Search code examples
pythonxmlzippython-docx

zipfile.ZipFile extracts the wrong file


I am working on a project that manipulates with a document's xml file. My approach is like the following. First convert the DOCX document into a zip archive, then extract the contents of that archive in order to have access to the document.xml file, and finally convert the XML to a txt in order to work with it.

So i did all the above on a document, and everything worked perfectly, but when i decided to use a different document, the Zipfile library doesnt extract the content of the new ZIP archive, however it somehow extracts the contents of the old document that i processed before, and converts the document.xml file into document.txt without even me even running that block of code that converts the XML into txt.

The worst part is the old document is not even in the directory anymore, so i have no idea how Zipfile is extracting the content of that particular document when its not even in the path.

This is the code I am using in Jupyter notebook.

import shutil
import zipfile

# Convert the DOCX to ZIP
shutil.copyfile('data/docx/input.docx', 'data/zip/document.zip')

# Extract the ZIP
with zipfile.ZipFile('zip/document.zip', 'r') as zip_ref:
    zip_ref.extractall('data/extracted/')

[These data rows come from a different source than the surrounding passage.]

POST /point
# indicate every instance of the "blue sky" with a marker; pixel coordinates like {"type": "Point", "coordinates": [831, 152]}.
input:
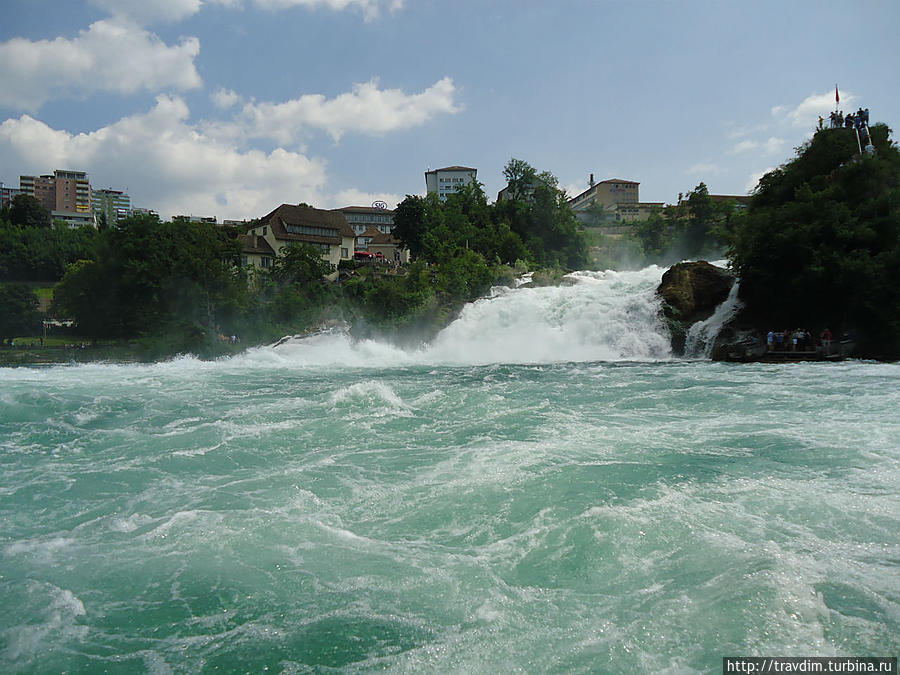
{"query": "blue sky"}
{"type": "Point", "coordinates": [232, 107]}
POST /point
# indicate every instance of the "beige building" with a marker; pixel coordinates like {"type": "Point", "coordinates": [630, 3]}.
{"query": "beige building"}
{"type": "Point", "coordinates": [64, 191]}
{"type": "Point", "coordinates": [446, 181]}
{"type": "Point", "coordinates": [361, 218]}
{"type": "Point", "coordinates": [327, 230]}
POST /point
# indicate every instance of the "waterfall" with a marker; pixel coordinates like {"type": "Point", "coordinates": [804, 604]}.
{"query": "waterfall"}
{"type": "Point", "coordinates": [594, 316]}
{"type": "Point", "coordinates": [702, 335]}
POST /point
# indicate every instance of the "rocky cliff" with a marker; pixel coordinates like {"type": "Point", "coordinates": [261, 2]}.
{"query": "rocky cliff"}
{"type": "Point", "coordinates": [691, 292]}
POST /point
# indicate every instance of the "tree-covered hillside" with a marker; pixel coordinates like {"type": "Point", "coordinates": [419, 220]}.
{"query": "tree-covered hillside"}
{"type": "Point", "coordinates": [820, 245]}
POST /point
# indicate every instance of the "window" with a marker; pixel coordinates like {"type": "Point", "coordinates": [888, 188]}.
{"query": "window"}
{"type": "Point", "coordinates": [311, 230]}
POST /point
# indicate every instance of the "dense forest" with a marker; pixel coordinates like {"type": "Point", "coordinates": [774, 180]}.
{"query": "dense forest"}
{"type": "Point", "coordinates": [171, 287]}
{"type": "Point", "coordinates": [820, 243]}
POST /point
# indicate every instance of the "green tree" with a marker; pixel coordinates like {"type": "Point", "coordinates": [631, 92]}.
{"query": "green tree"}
{"type": "Point", "coordinates": [521, 178]}
{"type": "Point", "coordinates": [18, 311]}
{"type": "Point", "coordinates": [27, 211]}
{"type": "Point", "coordinates": [300, 263]}
{"type": "Point", "coordinates": [820, 244]}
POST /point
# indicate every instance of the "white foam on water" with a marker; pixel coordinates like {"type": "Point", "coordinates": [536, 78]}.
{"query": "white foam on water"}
{"type": "Point", "coordinates": [598, 316]}
{"type": "Point", "coordinates": [702, 335]}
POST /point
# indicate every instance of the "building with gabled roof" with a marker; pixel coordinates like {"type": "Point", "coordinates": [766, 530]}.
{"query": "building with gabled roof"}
{"type": "Point", "coordinates": [444, 182]}
{"type": "Point", "coordinates": [362, 218]}
{"type": "Point", "coordinates": [327, 230]}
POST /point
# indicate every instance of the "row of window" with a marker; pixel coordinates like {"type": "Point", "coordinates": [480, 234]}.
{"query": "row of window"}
{"type": "Point", "coordinates": [311, 230]}
{"type": "Point", "coordinates": [368, 218]}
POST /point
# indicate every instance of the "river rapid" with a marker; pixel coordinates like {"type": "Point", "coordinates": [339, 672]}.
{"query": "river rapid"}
{"type": "Point", "coordinates": [543, 488]}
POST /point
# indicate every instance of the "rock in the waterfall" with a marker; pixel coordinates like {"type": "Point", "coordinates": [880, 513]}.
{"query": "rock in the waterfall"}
{"type": "Point", "coordinates": [690, 293]}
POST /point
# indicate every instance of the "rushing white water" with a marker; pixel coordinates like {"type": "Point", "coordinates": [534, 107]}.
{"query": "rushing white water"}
{"type": "Point", "coordinates": [599, 316]}
{"type": "Point", "coordinates": [702, 335]}
{"type": "Point", "coordinates": [540, 489]}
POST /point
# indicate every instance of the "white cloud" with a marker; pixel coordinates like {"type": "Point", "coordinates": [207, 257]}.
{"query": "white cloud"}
{"type": "Point", "coordinates": [108, 56]}
{"type": "Point", "coordinates": [168, 164]}
{"type": "Point", "coordinates": [807, 113]}
{"type": "Point", "coordinates": [774, 145]}
{"type": "Point", "coordinates": [144, 12]}
{"type": "Point", "coordinates": [367, 109]}
{"type": "Point", "coordinates": [226, 98]}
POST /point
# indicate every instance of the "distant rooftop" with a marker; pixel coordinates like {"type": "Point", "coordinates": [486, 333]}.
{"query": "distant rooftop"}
{"type": "Point", "coordinates": [453, 168]}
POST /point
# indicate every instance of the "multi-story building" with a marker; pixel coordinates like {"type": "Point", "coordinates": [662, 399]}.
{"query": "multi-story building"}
{"type": "Point", "coordinates": [446, 181]}
{"type": "Point", "coordinates": [7, 193]}
{"type": "Point", "coordinates": [618, 201]}
{"type": "Point", "coordinates": [63, 191]}
{"type": "Point", "coordinates": [114, 205]}
{"type": "Point", "coordinates": [361, 218]}
{"type": "Point", "coordinates": [327, 230]}
{"type": "Point", "coordinates": [212, 220]}
{"type": "Point", "coordinates": [74, 218]}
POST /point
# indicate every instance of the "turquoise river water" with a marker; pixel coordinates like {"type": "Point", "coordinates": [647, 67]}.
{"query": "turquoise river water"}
{"type": "Point", "coordinates": [543, 488]}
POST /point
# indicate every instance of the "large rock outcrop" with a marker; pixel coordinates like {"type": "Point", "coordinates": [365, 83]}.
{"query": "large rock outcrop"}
{"type": "Point", "coordinates": [690, 293]}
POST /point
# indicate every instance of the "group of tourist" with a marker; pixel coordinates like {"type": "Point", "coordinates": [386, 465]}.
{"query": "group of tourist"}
{"type": "Point", "coordinates": [798, 340]}
{"type": "Point", "coordinates": [859, 119]}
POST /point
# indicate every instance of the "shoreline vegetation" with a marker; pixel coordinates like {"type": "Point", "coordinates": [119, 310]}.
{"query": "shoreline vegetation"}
{"type": "Point", "coordinates": [818, 246]}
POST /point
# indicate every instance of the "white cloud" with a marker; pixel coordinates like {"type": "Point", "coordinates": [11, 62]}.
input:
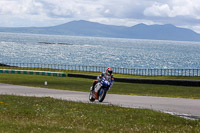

# Convert "document.xml" to txt
os.rename('extracted/word/document.xml', 'extracted/word/document.txt')

# Read the txt file
with open('extracted/word/document.txt') as intxt:
    data = intxt.read()

This is the directory tree for the extracted zip archive for the first document.

data -
     1-docx
     2-zip
     3-extracted/-
                1-customXml/
                2-docProps/
                3-_rels
                4-[Content_Types].xml
                5-word/-document.txt

The 2nd document's directory tree should be as following

data -
     1-docx
     2-zip
     3-extracted/-
                1-customXml/
                2-docProps/
                3-_rels
                4-[Content_Types].xml
                5-word/-document.xml

But Zipfile is extracting the contents of the first document even when the DOCX file is not in the directory.I am also using Ubuntu 20.04 so i am not sure if it has to do with my OS.


Solution

  • I suspect that you are having issues with relative paths, as unzipping any Word document will create the same file/directory structure. I'd suggest using absolute paths to avoid this. What you may also want to do is, after you are done manipulating and processing the extracted files and directories, delete them. That way you won't encounter any issues with lingering files.